New Zealand wine exports have rebounded to record levels as the wine growing industry continues its turnaround in fortunes.
Wine exports exceeded $1.3 billion annually for the first time in March, according to figures released by Statistics New Zealand - a 9.2 per cent increase from 12 months ago.
"We expect further strong growth in the year ahead when the 2014 vintage wines are released," New Zealand Winegrowers chief executive Philip Gregan said.
"The very robust export performance over the past 12 months reflects the continued demand in key markets and increased availability of the wine from the 2013 vintage," Gregan added.
2013 saw a record harvest of 345,000 tonnes of grapes, up significantly from the low 2012 harvest, and the 2014 vintage is being tipped by some local growers to be the best ever.
Gisborne winemaker Steve Voysey of Spade Oak Vineyard says the region's warm spring temperatures ensured excellent flowering, while the cool nights and warm days towards the end of January enhanced véraison (ripening).
"You know it's a legendary vintage when every tank in the place is chocca.
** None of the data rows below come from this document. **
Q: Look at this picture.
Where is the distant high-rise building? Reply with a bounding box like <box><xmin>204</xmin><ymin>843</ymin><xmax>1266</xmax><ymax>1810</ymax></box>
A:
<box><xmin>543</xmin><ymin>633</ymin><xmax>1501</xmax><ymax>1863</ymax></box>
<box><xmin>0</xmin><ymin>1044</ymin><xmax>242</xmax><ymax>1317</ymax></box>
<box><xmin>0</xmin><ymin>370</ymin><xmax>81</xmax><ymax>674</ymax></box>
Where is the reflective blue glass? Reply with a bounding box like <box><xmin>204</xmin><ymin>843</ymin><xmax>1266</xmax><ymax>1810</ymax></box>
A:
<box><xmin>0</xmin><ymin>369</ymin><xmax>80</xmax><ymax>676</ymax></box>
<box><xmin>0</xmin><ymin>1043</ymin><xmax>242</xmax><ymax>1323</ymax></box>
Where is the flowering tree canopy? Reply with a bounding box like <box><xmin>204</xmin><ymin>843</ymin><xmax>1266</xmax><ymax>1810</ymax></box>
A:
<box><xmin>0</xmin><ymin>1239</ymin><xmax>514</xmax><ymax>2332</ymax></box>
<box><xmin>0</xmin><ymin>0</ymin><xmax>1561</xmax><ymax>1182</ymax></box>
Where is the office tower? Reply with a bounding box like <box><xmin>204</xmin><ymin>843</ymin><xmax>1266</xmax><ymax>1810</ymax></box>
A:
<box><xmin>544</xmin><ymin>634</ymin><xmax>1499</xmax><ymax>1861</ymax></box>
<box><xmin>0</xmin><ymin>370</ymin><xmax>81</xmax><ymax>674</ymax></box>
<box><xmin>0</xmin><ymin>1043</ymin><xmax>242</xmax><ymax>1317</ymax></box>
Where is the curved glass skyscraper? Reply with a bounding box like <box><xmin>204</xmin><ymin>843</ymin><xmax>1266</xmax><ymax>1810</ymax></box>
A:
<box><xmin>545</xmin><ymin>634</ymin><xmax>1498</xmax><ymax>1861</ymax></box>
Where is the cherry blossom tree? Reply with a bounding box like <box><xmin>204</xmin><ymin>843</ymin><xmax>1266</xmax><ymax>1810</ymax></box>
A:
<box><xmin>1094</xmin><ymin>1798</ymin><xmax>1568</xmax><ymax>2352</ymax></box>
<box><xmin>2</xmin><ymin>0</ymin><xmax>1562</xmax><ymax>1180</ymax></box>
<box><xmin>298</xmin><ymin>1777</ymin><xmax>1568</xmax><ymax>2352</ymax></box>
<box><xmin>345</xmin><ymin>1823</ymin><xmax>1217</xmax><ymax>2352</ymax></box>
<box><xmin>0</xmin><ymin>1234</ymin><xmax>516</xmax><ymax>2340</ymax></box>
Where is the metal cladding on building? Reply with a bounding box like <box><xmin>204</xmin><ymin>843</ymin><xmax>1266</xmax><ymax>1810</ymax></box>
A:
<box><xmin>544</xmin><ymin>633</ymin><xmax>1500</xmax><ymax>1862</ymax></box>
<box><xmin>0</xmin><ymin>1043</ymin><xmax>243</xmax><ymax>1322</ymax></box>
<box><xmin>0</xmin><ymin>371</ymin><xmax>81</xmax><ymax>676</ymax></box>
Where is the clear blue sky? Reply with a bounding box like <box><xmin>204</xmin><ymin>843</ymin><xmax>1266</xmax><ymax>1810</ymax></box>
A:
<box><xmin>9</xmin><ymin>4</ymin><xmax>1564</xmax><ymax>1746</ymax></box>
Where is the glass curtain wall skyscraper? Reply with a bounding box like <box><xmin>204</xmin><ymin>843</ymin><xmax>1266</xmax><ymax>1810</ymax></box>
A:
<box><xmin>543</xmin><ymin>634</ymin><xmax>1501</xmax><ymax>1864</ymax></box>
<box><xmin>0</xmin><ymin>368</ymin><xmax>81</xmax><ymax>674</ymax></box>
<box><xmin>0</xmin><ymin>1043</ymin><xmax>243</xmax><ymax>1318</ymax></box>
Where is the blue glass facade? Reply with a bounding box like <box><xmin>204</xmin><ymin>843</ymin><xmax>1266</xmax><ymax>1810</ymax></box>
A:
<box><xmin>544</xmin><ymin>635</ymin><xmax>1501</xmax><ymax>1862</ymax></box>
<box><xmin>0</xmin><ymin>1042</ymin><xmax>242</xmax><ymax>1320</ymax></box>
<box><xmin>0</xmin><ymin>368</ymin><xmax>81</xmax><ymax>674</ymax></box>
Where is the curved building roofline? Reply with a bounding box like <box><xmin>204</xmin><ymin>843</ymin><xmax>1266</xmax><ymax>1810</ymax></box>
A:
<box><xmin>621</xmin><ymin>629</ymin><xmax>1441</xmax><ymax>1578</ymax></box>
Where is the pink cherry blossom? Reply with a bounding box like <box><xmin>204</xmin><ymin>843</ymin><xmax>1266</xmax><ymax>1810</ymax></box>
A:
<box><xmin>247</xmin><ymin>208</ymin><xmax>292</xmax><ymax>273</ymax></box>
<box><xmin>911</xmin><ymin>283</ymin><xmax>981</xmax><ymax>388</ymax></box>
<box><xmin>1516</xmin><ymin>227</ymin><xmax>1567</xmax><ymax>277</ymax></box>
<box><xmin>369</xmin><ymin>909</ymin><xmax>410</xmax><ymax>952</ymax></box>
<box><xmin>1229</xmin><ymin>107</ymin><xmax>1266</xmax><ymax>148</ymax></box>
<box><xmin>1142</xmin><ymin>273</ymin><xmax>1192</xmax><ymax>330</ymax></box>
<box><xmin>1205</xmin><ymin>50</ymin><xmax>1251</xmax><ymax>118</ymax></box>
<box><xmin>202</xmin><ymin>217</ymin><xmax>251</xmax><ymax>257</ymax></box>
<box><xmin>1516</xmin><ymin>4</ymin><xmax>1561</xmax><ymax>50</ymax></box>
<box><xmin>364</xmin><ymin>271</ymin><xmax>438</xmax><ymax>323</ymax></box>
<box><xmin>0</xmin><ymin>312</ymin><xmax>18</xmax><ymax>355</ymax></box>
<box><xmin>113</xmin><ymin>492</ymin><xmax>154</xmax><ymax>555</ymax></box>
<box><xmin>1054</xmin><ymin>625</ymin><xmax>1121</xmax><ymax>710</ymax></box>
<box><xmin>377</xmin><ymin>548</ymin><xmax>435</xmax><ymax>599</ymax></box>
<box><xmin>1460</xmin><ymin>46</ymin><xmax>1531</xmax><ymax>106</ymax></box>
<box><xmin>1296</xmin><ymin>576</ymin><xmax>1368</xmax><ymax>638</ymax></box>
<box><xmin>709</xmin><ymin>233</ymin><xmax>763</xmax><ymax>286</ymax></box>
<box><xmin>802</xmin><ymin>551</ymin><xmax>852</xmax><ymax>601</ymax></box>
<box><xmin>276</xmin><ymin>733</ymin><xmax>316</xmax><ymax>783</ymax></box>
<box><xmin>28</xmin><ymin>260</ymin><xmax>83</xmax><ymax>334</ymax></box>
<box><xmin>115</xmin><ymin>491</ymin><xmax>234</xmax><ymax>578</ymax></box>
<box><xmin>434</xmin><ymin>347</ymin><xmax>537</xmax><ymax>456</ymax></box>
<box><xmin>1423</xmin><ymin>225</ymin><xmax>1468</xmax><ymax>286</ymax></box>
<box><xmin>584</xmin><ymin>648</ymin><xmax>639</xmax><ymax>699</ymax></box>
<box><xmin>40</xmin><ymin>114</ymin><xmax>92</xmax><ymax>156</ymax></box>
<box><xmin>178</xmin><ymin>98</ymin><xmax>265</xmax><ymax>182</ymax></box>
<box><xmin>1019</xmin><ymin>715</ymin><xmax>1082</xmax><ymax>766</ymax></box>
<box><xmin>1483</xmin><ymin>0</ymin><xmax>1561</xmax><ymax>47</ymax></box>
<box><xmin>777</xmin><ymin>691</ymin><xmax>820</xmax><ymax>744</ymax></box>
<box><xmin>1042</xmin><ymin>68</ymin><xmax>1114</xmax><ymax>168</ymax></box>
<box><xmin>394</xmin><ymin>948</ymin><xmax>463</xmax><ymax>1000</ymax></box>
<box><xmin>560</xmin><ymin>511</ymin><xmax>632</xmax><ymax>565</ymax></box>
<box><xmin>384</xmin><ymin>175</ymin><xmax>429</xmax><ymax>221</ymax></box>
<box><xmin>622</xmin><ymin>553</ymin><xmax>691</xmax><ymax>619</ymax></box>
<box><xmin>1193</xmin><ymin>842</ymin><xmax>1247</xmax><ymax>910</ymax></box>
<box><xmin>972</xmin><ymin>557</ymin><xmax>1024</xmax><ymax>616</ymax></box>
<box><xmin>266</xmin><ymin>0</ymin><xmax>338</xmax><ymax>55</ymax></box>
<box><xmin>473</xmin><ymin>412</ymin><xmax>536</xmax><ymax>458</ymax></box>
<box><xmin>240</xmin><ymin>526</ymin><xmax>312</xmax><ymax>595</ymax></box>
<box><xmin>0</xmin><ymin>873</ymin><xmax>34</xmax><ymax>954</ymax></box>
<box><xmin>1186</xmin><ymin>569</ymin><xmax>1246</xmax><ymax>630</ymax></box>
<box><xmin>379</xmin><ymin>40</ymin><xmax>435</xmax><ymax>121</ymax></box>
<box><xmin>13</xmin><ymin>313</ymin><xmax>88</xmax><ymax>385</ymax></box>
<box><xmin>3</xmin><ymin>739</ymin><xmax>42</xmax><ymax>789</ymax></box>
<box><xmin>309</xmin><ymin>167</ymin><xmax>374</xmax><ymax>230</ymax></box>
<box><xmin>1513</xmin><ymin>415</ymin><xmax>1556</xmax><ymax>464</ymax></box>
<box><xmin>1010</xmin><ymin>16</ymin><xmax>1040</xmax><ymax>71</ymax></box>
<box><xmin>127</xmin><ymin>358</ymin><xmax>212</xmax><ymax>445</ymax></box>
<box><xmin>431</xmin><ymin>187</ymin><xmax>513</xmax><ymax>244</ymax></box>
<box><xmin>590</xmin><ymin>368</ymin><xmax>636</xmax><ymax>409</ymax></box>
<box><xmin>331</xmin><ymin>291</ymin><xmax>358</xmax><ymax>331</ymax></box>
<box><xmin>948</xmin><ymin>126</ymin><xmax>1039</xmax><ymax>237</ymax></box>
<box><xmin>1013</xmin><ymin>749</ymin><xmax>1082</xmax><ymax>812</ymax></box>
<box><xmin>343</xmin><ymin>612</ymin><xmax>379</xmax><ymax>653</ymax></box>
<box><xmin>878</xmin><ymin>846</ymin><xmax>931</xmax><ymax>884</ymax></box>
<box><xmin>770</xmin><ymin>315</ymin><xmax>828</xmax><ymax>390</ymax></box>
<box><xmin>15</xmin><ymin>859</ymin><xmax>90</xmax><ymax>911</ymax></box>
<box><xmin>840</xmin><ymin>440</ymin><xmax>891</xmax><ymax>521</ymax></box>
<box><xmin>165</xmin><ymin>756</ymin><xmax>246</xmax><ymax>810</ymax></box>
I'm just loving what I'm seeing being caressed into wine, the ferment bench is a delight to taste through," Voysey said.
Last month, Hawke's Bay winegrower Hugh Crichton of Vidal Estate, tipped this year's Chardonnay crop to be the region's best ever vintage.
Wine is New Zealand's eighth biggest export good ($1.32 billion), just behind fish ($1.34 billion in annual export earnings) and crude oil exports ($1.38 billion), according to the March Overseas Merchandise Trade figures.